驚異の部屋の片隅


英語版Wikipediaの、cabinet of curiositiesの記事には、珍奇の部屋、奇想の陳列室、ヴンダーカンマー、キャビネ・ド・キュリオジテについて、概ね以下のように説明されています。
  • ヴンダーカンマーは、持ち主による世界の支配を意図して作られたもので、世界の縮図、劇場を表現した。
  • 自然科学(似非科学含む)、地質学、民俗学、考古学、宗教、歴史的遺物などに関連するものを陳列した。
  • 現在では、cabinetという単語は収納家具の一種という意味でもあるが、元来は「部屋」という意味
  • 1587年に、ガブリエル・カルテマルクトはサクソン国王に、ヴンダーカンマーの必需品として「彫刻と絵、自国と外国の珍奇なもの、角や、羽など、動物にかかわる奇妙なもの」があると進言した。
  • 1632年にフランス・フランケンのヴンダーカンマーを描いた絵には、「絵画、キリスト教とギリシアの彫刻、熱帯魚、琥珀、貝殻、ミニチュアポートレイト、タツノオトシゴ、瓶入りの宝石、版画、硬貨、明朝の藍色と白の器、素焼きのオイルランプ」などが見られる。
  • 17世紀のヴンダーカンマーには、「動物の剥製、角、キバ、骨格標本、鉱物、考古学的なもの、小さく精密な彫刻、オートマタ、外来のもの、胡散臭いもの(一角獣の角と称して実際はイッカクの角など)」が陳列されていた。
都内の住宅事情では、よほどのお金持でない限り、一人一部屋+10畳前後のLDKが精いっぱいです。本来のcabinetは、戸棚ではなく部屋のことである、と言われても、専用の「驚異の部屋」を設けることは難しいです。でも、我が家にはテレビや応接セットがないので、その分のスペースである部屋の片隅に、ヴンダーカンマー的空間を作りました。

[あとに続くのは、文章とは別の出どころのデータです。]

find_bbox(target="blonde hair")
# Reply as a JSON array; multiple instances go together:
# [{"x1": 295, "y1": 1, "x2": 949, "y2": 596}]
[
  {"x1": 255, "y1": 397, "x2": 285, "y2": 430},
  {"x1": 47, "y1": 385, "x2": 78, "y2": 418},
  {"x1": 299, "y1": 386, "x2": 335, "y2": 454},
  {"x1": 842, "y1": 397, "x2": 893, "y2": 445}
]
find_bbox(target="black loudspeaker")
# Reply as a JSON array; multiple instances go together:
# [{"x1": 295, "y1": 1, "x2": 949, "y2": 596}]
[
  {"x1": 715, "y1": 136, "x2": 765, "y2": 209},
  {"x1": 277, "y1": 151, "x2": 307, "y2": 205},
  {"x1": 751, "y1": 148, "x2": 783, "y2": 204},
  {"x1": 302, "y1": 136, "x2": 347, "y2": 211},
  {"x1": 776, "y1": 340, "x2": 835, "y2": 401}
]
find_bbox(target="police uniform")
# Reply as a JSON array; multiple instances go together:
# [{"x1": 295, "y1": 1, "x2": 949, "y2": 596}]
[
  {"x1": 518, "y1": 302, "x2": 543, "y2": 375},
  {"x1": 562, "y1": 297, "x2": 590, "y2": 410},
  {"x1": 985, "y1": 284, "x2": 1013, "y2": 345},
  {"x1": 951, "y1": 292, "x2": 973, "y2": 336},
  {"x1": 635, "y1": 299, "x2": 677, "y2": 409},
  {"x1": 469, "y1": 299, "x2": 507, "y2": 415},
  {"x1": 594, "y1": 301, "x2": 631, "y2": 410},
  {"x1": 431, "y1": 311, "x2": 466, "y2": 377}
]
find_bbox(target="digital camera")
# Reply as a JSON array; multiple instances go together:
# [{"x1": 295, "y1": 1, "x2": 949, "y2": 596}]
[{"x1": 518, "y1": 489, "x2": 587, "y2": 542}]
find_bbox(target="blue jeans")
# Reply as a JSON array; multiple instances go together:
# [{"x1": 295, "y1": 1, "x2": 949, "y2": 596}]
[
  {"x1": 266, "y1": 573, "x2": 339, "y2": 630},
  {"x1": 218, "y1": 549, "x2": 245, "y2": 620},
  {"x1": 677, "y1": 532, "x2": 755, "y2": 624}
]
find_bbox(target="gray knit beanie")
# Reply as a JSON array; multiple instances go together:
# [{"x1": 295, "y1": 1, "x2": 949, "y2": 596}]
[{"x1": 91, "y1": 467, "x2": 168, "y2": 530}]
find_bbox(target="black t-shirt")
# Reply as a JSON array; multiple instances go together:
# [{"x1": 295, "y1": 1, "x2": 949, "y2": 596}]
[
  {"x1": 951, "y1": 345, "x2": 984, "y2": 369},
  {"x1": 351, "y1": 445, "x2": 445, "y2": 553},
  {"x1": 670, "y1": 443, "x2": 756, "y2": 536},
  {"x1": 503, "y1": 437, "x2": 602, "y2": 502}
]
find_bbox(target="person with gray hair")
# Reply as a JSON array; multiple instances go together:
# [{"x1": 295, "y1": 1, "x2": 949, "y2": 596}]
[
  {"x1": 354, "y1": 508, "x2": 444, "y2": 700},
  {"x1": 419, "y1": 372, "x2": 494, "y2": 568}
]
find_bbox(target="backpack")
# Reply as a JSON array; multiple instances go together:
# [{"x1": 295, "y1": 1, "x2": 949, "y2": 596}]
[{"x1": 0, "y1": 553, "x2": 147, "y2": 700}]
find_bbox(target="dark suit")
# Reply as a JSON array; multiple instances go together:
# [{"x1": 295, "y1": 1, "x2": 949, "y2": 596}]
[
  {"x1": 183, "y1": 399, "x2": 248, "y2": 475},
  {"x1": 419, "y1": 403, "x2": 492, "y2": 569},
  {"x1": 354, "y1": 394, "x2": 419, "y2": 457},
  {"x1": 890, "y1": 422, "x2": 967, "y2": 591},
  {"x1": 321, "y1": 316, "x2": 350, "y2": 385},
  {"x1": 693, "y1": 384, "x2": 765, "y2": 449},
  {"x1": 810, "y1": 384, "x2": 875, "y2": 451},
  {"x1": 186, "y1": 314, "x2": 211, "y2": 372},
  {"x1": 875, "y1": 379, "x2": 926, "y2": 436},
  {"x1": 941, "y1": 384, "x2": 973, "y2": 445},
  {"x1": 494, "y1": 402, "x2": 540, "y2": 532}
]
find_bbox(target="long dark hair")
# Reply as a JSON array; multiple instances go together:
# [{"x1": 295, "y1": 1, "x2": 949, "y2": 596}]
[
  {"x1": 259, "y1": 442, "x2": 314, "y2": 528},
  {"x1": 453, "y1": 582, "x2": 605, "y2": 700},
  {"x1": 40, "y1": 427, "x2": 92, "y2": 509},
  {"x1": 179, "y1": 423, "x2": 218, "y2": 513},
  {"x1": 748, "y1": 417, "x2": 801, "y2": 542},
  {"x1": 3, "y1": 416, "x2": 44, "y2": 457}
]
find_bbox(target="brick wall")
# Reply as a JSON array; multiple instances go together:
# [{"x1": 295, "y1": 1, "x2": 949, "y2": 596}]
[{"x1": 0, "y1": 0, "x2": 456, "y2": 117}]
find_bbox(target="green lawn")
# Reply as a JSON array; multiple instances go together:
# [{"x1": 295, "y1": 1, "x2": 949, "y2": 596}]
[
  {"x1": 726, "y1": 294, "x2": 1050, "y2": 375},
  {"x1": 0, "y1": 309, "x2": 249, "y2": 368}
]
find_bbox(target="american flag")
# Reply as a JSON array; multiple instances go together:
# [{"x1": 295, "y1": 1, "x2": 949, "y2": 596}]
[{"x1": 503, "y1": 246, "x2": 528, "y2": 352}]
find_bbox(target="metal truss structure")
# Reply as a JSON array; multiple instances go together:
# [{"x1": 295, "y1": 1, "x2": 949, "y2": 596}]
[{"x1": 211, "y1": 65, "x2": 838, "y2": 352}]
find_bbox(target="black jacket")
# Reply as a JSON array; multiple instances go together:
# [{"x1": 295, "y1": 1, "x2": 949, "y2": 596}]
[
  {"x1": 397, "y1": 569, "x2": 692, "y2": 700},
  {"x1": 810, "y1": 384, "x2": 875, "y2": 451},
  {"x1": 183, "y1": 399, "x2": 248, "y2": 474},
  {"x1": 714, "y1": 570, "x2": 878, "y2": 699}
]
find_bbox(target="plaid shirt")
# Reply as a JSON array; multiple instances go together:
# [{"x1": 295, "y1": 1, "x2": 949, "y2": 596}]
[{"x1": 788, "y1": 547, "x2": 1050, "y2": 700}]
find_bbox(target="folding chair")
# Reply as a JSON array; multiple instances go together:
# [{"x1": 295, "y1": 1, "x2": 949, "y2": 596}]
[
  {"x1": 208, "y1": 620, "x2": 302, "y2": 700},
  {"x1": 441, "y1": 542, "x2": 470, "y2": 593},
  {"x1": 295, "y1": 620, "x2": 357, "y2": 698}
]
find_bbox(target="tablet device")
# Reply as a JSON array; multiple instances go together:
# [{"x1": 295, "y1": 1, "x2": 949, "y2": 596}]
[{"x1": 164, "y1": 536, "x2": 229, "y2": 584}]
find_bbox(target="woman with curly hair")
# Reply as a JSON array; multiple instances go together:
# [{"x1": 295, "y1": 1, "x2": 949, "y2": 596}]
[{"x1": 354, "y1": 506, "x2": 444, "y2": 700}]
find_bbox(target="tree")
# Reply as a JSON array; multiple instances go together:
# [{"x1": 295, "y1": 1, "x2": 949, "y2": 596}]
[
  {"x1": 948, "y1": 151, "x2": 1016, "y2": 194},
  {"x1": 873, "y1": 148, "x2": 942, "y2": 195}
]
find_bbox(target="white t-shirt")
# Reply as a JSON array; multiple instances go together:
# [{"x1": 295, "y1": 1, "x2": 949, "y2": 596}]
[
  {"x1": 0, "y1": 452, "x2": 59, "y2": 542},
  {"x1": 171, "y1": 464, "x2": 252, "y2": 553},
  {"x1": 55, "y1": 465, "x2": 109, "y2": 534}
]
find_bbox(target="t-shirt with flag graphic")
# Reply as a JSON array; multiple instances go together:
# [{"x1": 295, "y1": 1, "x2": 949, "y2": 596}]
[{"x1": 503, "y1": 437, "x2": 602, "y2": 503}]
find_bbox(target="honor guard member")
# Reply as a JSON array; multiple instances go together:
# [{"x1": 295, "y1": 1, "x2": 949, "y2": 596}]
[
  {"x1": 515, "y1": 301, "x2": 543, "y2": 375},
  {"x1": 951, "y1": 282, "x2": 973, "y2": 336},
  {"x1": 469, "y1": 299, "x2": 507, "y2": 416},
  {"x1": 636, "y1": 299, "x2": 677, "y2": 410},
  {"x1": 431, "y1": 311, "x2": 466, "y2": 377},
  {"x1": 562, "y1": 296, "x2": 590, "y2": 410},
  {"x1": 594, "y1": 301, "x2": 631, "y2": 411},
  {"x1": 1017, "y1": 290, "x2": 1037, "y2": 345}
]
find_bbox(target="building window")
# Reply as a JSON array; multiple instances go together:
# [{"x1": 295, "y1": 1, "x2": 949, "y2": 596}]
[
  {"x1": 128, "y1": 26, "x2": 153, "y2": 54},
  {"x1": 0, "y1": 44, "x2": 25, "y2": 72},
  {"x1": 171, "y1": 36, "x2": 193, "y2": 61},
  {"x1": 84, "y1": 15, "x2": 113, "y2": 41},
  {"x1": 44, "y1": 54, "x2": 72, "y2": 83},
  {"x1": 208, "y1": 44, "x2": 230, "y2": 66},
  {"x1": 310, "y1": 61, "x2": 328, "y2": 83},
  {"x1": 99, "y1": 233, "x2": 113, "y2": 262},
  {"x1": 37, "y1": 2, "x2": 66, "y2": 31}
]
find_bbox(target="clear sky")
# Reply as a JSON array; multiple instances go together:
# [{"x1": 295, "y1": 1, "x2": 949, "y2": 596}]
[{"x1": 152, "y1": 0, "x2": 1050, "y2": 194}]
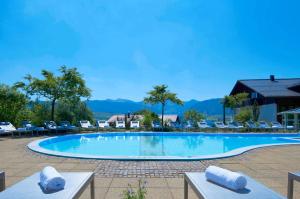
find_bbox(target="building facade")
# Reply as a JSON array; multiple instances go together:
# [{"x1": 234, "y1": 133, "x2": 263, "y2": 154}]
[{"x1": 230, "y1": 75, "x2": 300, "y2": 122}]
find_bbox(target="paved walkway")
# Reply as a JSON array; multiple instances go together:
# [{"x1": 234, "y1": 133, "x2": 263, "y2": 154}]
[{"x1": 0, "y1": 137, "x2": 300, "y2": 199}]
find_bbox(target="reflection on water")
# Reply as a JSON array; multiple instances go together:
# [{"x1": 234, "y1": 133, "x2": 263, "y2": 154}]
[{"x1": 41, "y1": 133, "x2": 296, "y2": 156}]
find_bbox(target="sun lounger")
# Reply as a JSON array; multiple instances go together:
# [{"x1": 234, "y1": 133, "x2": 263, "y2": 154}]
[
  {"x1": 258, "y1": 121, "x2": 271, "y2": 129},
  {"x1": 214, "y1": 122, "x2": 228, "y2": 129},
  {"x1": 130, "y1": 121, "x2": 140, "y2": 128},
  {"x1": 79, "y1": 120, "x2": 96, "y2": 129},
  {"x1": 96, "y1": 120, "x2": 109, "y2": 128},
  {"x1": 0, "y1": 172, "x2": 95, "y2": 199},
  {"x1": 0, "y1": 122, "x2": 16, "y2": 134},
  {"x1": 184, "y1": 173, "x2": 285, "y2": 199},
  {"x1": 197, "y1": 120, "x2": 212, "y2": 128},
  {"x1": 0, "y1": 171, "x2": 5, "y2": 192},
  {"x1": 116, "y1": 121, "x2": 125, "y2": 129}
]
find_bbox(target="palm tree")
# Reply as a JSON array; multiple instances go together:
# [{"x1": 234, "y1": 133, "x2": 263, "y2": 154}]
[{"x1": 144, "y1": 84, "x2": 183, "y2": 127}]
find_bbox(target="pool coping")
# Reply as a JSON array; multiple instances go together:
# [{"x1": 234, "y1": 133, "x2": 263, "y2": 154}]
[{"x1": 27, "y1": 132, "x2": 300, "y2": 161}]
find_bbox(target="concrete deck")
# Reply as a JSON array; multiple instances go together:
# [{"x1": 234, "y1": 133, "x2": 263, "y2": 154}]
[{"x1": 0, "y1": 137, "x2": 300, "y2": 199}]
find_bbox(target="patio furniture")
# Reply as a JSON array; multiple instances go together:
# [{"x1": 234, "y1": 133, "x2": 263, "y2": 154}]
[
  {"x1": 0, "y1": 171, "x2": 5, "y2": 192},
  {"x1": 184, "y1": 173, "x2": 285, "y2": 199},
  {"x1": 0, "y1": 172, "x2": 95, "y2": 199},
  {"x1": 287, "y1": 172, "x2": 300, "y2": 199}
]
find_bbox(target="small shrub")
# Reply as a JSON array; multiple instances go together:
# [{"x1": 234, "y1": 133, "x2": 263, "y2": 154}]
[{"x1": 122, "y1": 179, "x2": 147, "y2": 199}]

このキャビネットは、食器棚を意図して設計されているようです。中を見せるためには、側面もガラスになっているとか、内部に照明が取り付けられている方が良いですが、価格と用途を考えると、このくらいが適当でした。ヴンダーカンマーの説明に従うと、あらゆるものを、あまり系統立てることもなく、雑多なまま陳列して良いような感じです。私がここに積んでいるものは、だいたい、Wikipediaに挙げられている「ヴンダーカンマーの陳列物」のいずれかには該当するものと思います。


キャビネットの上には、昨年、夫がプレゼントしてくれた「驚異の棚」を設置しました。壁に掛ける方が好きですが、そうするとかなりの大穴を空けることになるため、少し不安定ですが乗せているだけです。中身は、アメリカ滞在中からあまり変わっていません。貝殻、鉱物、ガラス瓶、ヨーロッパの磁器などを陳列しています。標本瓶に入っている木の実は自分で拾ったり、食べたり(クルミ)したもので、ビーズの正多面体は自作しました。夫はふわふわした物が大好きなので、綿花を見て「これが一番ええね。ふわふわやね」と言っていました。

壁に掛けている卵の絵はリトグラフで、おそらく野鳥の図鑑の1ページだったのでしょう。北の空の方は、オフセット印刷で、これも古い天文関連の本の1ページのようです。額は、写真屋さんで買った既製品です。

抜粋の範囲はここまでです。